And the eyes snapped open and stared straight into Pascoe’s, bright and tearless.
“Just because tha gave me the kiss of life doesn’t mean we’re bloody engaged!”
Now the great mouth opened wide to let out a bellow of laughter so strong Pascoe felt himself blasted upright.
“You rotten bugger,” he said. “Oh you rotten bugger!”
Grinning broadly he made for the door.
The two women, attracted by the sudden outburst within, greeted him anxiously.
“Is he all right?” asked Ellie.
“I’m afraid so,” said Pascoe. “Well, look who’s here.”
Along the corridor, moving on a pair of crutches with a strange crablike motion, came Hector. Tucked into the neck of his T-shirt was a bunch of lilies whose pollen had redistributed itself generously across his gaunt features, giving him the appearance of a man who had just died of some rare form of jaundice.
“How’re you doing, Hec?” inquired Pascoe.
“Fine, thank you, sir. How’s Mr. Dalziel? Can I go in to see him?”
Cap had begun to say, “No, he’s resting…” when Pascoe stepped in front of her and opened the door.
“Mr. Dalziel’s fine,” he said. “And he’d love to see you. In you go, Hec.”
The constable hopped sideways through the door which Pascoe closed gently after him. There was a moment’s silence then came a crash, presumably as Hector dropped one of his crutches in order to extract his bouquet, then a dull thud, presumably as he fell across the bed, followed by a great cry of shock or rage or pain.
“Why did you let Hector in?” asked Ellie curiously as they left the hospital.
“Why not?” asked Pascoe gaily. “After all, in a way it was them two that started it all. Only fitting that they should bring it to an end, don’t you think?”
“Yes,” agreed Ellie, returning his smile. “The end. Only fitting. Now let’s go home.”
2
REALLY THE END
But it wasn’t really the end.
The following sunny Sunday Pascoe and Rosie and Tig had gone for a walk to a favorite spot by the river where Tig could swim, Rosie could paddle, and Pascoe could lie in a green shade and think thoughts of whatever color he pleased. Ellie had excused herself on the grounds of a woman’s work never being done.
This was true, but the work in question was not in fact the implied mountain of ironing, it was work on her novel, which had reached a sticky patch.
Not admitting this was of course just silly. In regard to her literary ambitions, Peter had never been anything but a source of support, admiration, and praise. Yet, until she could wave a very large royalty check at their bank balance, she couldn’t avoid this absurd sense of guilt at the inroads into her family life made by the creative impulse.
She switched on the computer and as always checked for e-mail.
There was a small backlog which she dealt with swiftly. Peter had a couple also, one from Cap Marvell. After a moment’s thought, she brought it up.
Cap embraced all new forms of technology and their idiom with a fervor which brought out the mad Luddite in Dalziel. As Ellie picked her way through the message she felt in some sympathy with the Fat Man. If this is what she did to her e-mails, God knows what her text messaging looked like!

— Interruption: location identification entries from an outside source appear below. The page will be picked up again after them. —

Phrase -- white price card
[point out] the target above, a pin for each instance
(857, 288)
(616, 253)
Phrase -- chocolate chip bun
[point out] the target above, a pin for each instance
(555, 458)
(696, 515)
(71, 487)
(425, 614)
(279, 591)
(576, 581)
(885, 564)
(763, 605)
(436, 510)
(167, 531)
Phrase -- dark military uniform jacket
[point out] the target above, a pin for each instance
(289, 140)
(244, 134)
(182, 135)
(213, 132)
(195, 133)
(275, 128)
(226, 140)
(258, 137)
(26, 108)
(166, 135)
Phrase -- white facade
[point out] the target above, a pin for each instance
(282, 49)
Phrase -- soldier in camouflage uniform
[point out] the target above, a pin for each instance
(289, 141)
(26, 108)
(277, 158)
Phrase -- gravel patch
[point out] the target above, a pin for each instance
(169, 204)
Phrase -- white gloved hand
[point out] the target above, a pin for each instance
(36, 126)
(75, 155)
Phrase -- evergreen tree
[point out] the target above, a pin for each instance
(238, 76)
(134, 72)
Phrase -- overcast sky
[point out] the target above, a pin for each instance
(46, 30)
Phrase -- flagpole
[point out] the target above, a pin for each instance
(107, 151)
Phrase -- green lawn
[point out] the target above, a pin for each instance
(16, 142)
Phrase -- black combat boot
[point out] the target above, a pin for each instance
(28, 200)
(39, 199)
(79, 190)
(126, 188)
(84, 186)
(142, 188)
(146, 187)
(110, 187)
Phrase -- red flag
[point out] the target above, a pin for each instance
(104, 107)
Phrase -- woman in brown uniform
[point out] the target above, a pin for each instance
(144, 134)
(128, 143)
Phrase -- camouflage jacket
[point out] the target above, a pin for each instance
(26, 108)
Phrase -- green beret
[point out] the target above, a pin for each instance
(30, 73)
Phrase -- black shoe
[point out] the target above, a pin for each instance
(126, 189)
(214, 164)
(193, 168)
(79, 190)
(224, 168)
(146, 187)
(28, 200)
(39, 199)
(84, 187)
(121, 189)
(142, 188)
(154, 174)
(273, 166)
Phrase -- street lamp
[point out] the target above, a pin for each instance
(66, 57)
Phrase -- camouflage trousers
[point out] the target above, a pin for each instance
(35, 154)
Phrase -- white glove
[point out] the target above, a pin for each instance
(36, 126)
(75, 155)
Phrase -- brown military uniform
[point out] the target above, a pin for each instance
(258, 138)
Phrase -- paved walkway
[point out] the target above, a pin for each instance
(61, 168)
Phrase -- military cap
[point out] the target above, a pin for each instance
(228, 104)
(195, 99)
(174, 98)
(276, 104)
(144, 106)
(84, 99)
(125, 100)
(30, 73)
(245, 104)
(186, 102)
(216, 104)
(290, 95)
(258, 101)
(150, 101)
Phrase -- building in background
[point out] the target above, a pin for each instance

Hi! Wnt to see Ktbg at Sndytn ystrdy—rmmbrd ur intrst in E Hodge as I ws lvng—Ktty v trd by thn—sd shd thnk abt it—gt e frm her tdy whch Im frwdng—A mkng gd prgss—tlks of cming hme—dr sys nt 4 a cpl wks at lst—thn cnvlsce smwhre lke Sndytn whre wrks nt on hs drstp! Luv 2El nd Rsi nd Tg Cap
Ellie turned to the forwarded message and was relieved to find that Dame Kitty had not followed her old pupil down the path of mangled language. To her, e-mail was simply a faster way of sending a letter.
The Avalon Nursing Home
Sandytown
East Yorkshire
Dear Amanda,
Thank you for your visit of yesterday. Buried in this necropolis, it is always pleasant to receive news from the world of the living, despite the fact that, as you doubtless observed, I find even the vicarious sharing of a life like yours quite exhausting.
I am sorry I was too fatigued by the end of your visit to deal with your inquiry about Edie Hodge but I woke up this morning feeling much refreshed and all the details of Edie’s adventure came flooding back.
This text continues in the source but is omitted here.